1

I have two regex in my javascript code

const regex = /[0-9a-zA-Z_ ]{3,}/gm;
const htmlRegex = /\r\n|\n|\r|&nbsp;|<[^>]*>/gm;

first regex is for check string exist or not by 3 digit and second regex is for check at string include html code or not. But this regex is to slow takes 1-2 second.

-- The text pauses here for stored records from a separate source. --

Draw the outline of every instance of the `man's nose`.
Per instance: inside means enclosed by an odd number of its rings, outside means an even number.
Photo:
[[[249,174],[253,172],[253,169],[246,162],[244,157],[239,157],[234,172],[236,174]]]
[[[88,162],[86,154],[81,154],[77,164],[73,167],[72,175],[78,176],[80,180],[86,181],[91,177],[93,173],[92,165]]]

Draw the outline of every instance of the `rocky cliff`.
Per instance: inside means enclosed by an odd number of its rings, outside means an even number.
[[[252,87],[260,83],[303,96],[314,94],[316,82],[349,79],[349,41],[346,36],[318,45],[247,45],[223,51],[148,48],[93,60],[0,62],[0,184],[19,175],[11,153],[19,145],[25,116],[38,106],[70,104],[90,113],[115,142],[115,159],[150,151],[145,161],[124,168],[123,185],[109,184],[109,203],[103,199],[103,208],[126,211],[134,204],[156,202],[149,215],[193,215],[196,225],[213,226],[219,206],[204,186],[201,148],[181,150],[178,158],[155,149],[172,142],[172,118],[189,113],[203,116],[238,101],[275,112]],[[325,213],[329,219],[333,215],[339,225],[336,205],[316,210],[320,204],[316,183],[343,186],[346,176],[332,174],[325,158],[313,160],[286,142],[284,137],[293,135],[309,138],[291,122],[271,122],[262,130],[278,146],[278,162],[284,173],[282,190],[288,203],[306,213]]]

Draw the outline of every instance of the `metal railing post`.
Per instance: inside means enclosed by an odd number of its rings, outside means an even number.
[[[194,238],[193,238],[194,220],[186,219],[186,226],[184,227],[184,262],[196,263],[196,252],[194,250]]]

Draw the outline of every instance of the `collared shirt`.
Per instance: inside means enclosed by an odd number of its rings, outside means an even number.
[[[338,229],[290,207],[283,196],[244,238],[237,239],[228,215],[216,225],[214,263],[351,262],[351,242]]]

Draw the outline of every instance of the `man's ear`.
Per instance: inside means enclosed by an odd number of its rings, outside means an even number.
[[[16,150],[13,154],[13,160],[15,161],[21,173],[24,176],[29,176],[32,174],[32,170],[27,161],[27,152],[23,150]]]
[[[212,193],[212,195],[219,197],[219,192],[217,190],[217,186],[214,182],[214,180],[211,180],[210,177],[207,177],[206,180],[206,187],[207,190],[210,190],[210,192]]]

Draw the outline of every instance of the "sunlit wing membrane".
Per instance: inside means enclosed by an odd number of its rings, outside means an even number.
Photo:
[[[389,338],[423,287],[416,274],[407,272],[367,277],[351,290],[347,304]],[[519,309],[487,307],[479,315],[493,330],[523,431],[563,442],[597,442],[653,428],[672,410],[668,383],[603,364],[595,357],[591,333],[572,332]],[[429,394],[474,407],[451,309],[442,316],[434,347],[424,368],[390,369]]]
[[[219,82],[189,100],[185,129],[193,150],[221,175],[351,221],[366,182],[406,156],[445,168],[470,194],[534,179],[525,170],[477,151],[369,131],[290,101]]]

How to fix this ? thanks before.

Aminudin
  • 109
  • 2
  • 8
  • Please reconsider using regex to detect html? – evolutionxbox Mar 29 '21 at 01:05
  • do you have another solution? @evolutionxbox – Aminudin Mar 29 '21 at 01:07
  • Sorry I misunderstood “detect” to mean “parse”. Does this question help? https://stackoverflow.com/questions/15458876/check-if-a-string-is-html-or-not/15458987 – evolutionxbox Mar 29 '21 at 01:11
  • What kind of input do you run this on, and how, so it takes "1-2 second[s]"? Why do they have `g` flags, if they just check for existance? – ASDFGerte Mar 29 '21 at 01:17
  • This regex `[0-9a-zA-Z_ ]{3,}` matches 3 or more times any of the listed and could also match 3 spaces. To match 3 digits you can use `\d{3}` In the second pattern you can shorten the alternation to `\r?\n| |<[^>]*>` – The fourth bird Mar 29 '21 at 09:01
  • If you need to check at least one occurrence use `regex.test(string)` and `htmlRegex.test(string)`, and remove `gm` flags. – Wiktor Stribiżew Mar 29 '21 at 09:33

1 Answers1

0

Regarding the regex patterns:

  • [0-9a-zA-Z_ ]{3,} is fully unanchored, it can match at any position of the string, where the regex engine will try to find 3 or more alpahanumeric or underscore or space chars as many as possible. Once the partial match is found, say, 1 or 2 chars like that, it will fail and will go on searching for the pattern from the next location. With longer strings with no matches, this may lead to slow performance. It is not easy to improve the pattern like this especially without knowing the exact requirements. In most cases, you just need to figure out the left-hand boundary and try to precise it as much as possible. Say, if you want your matches to start with a word char, you could use \w[\w ]{2,} (note \w = [0-9a-zA-Z_]).
  • \r\n|\n|\r|&nbsp;|<[^>]*> is not optimal as \r\n and \r alternatives can start matching at the same location in the string. It increases backtracking steps. The best way to solve that is to make sure different alternatives do not match at the same locations, e.g. \r\n?|\n|&nbsp;|<[^>]*>.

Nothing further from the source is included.